7.6.1 FUV First-Order Spectral Offset to Avoid Repeller Wire

For the FUV-MAMA, the repeller wire produces a small shadow on the detector (with a depth of ~10%) which is apparent on FUV-MAMA flat-field images (see Section 7.4.1). To avoid first-order mode spectra falling on the repeller wire shadow, all data taken with the G140L and G140M gratings are projected to fall 3 arcseconds or ~120 low-resolution pixels below the repeller wire (to AXIS2=392) from the detector center (see also Section 11.1.2). This offsetting is done using the Mode Select Mechanism to tilt the grating. For these modes the projected field of view is therefore asymmetric with respect to the specified target coordinates. Note that in Cycle 7, prior to March 15, 1999, the offset from the detector center was done in the opposite direction (to AXIS2=632). However, as this caused G140L and G140M point source spectra to fall onto the region of the FUV-MAMA with the highest dark current, this was changed to the current setting. Observers who wish to match the field of views of Cycle 7 observations will need to take this difference into account.

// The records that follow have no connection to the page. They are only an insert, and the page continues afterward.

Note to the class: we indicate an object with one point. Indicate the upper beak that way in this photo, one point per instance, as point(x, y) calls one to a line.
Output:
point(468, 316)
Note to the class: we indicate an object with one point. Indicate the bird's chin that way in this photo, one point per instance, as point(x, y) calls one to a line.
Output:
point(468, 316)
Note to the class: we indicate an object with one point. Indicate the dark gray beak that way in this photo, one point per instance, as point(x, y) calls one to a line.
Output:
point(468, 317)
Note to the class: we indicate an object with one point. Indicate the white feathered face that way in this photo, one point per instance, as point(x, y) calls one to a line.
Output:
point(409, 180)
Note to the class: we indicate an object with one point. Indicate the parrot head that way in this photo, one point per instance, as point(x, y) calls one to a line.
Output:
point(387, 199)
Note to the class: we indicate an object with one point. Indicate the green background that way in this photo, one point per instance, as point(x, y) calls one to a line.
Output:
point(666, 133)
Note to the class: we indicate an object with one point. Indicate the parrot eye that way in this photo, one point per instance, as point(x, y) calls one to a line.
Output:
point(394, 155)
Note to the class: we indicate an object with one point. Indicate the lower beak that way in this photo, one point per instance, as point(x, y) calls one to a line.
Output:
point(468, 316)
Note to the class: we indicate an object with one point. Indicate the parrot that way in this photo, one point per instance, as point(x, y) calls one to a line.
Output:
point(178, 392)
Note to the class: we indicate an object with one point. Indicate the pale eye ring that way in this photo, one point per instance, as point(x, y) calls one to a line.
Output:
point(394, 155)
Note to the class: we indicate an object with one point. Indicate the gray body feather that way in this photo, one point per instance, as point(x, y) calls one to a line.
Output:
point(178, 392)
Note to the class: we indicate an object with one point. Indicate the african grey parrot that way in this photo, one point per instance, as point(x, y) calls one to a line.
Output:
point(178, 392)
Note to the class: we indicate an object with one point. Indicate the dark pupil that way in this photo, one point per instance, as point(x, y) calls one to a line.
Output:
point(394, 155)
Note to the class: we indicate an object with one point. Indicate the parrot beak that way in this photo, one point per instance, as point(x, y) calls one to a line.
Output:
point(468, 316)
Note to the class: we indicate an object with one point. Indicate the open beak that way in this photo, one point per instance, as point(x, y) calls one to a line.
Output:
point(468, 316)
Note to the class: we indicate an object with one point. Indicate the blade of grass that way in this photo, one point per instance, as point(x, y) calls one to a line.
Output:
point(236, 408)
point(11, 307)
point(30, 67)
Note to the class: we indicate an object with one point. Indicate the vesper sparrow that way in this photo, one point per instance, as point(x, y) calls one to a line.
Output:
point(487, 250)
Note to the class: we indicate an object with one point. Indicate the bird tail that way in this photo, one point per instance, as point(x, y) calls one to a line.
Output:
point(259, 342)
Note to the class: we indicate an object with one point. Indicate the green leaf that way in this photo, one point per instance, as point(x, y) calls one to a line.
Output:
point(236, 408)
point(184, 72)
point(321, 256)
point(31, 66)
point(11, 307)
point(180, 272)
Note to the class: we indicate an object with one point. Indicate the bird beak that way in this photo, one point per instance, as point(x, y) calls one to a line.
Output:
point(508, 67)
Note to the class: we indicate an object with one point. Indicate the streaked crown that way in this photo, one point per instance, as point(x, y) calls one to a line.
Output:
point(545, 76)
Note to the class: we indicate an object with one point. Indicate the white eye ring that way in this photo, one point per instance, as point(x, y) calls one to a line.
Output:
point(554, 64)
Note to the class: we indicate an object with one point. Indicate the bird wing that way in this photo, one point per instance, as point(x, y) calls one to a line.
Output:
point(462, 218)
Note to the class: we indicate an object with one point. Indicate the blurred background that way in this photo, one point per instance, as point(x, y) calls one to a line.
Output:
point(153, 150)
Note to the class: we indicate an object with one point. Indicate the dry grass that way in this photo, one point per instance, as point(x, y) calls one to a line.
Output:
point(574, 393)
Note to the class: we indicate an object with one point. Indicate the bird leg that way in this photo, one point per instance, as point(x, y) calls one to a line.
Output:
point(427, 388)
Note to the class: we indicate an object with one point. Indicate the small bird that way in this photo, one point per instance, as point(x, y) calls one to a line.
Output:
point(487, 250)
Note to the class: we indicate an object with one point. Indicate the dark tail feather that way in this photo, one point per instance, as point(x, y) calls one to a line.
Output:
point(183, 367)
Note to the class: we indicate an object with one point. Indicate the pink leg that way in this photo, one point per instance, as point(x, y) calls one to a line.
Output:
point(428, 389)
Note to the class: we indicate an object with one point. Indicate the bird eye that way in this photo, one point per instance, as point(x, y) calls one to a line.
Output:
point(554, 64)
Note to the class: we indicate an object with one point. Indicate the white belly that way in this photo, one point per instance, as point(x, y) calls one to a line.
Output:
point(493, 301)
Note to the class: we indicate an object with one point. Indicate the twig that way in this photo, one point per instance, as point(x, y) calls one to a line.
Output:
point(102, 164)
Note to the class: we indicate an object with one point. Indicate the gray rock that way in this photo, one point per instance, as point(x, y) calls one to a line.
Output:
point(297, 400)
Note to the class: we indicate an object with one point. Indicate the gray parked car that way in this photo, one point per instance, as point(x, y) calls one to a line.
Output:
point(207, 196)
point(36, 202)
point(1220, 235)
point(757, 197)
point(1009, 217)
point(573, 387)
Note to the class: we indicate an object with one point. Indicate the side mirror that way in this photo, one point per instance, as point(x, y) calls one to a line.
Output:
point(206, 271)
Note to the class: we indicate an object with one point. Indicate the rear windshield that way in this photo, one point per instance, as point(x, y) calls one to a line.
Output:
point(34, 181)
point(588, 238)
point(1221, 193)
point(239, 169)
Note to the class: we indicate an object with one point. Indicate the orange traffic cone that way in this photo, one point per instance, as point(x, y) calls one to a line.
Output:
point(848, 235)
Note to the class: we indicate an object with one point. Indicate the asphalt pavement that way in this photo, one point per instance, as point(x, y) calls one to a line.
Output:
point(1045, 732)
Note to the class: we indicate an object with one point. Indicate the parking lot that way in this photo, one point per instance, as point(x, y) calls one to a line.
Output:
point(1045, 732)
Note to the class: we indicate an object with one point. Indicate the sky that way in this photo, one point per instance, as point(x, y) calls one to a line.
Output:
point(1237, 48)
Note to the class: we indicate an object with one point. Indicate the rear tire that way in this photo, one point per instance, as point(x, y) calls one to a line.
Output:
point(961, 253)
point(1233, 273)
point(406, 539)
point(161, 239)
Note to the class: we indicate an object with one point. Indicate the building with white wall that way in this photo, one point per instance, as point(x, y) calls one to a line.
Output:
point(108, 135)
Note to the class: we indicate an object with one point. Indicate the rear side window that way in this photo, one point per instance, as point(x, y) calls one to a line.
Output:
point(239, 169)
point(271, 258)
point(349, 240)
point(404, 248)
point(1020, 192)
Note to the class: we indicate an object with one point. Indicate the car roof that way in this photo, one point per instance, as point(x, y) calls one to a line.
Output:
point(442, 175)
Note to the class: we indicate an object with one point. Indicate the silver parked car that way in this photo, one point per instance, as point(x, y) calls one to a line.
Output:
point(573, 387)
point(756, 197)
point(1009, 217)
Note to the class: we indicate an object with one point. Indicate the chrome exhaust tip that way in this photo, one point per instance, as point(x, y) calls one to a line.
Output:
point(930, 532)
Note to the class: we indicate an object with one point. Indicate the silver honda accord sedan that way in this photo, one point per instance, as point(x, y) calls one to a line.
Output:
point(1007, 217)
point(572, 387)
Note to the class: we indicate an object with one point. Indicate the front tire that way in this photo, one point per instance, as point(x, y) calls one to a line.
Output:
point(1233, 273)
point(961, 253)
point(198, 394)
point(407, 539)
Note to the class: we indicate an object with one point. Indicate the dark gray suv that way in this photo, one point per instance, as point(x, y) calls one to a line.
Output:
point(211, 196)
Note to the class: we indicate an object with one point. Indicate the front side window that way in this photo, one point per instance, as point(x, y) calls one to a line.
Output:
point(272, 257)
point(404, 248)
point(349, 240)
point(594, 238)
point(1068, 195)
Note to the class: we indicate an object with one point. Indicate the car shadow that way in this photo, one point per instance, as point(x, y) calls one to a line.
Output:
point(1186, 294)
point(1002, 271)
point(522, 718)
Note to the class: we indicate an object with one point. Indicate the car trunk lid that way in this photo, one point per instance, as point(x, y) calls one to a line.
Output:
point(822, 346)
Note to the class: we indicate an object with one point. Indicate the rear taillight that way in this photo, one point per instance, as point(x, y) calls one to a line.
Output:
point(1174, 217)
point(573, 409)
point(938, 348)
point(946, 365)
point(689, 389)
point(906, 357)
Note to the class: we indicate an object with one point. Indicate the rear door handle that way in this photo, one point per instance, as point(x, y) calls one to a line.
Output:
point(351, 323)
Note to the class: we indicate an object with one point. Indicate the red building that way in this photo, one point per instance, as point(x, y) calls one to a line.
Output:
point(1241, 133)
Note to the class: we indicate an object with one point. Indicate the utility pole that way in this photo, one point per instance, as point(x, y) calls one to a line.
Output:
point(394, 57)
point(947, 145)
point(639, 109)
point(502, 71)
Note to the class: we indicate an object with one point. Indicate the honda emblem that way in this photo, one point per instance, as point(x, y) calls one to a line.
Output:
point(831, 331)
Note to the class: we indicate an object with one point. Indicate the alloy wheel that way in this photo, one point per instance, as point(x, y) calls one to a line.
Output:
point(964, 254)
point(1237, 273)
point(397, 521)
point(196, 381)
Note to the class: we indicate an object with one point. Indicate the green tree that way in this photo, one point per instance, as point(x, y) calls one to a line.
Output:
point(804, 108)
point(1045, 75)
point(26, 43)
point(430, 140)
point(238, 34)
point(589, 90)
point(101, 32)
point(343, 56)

7.6.2 Monthly Spectral Offsetting of All MAMA Modes

Beginning in January 1998 the projections of the spectra on the detector for all NUV- and FUV-MAMA spectroscopic modes were shifted slightly each month. This procedure was instituted in order to minimize uneven charge depletion in the microchannel plates that would increase the non-uniformity of the flat fields. These monthly charge-offsetting shifts can shift the spectrum ±15 low-resolution pixels in AXIS1 (dispersion) and ±40 low-resolution pixels in AXIS2 (cross-dispersion). Hence observers are advised to select settings that keep wavelength ranges and targets of interest away from the extreme ends of the long slits.

Starting in August 2002 this monthly offsetting was disabled for the MAMA echelle modes, although it continues to be done for 1st order MAMA spectroscopic modes. It was realized that moving the echelle spectrum in the AXIS1 direction shifts the echelle blaze function by a different amount than it shifts the wavelength scale. This misalignment of the blaze function with the wavelength scale makes proper flux calibration of the extracted spectrum significantly more difficult.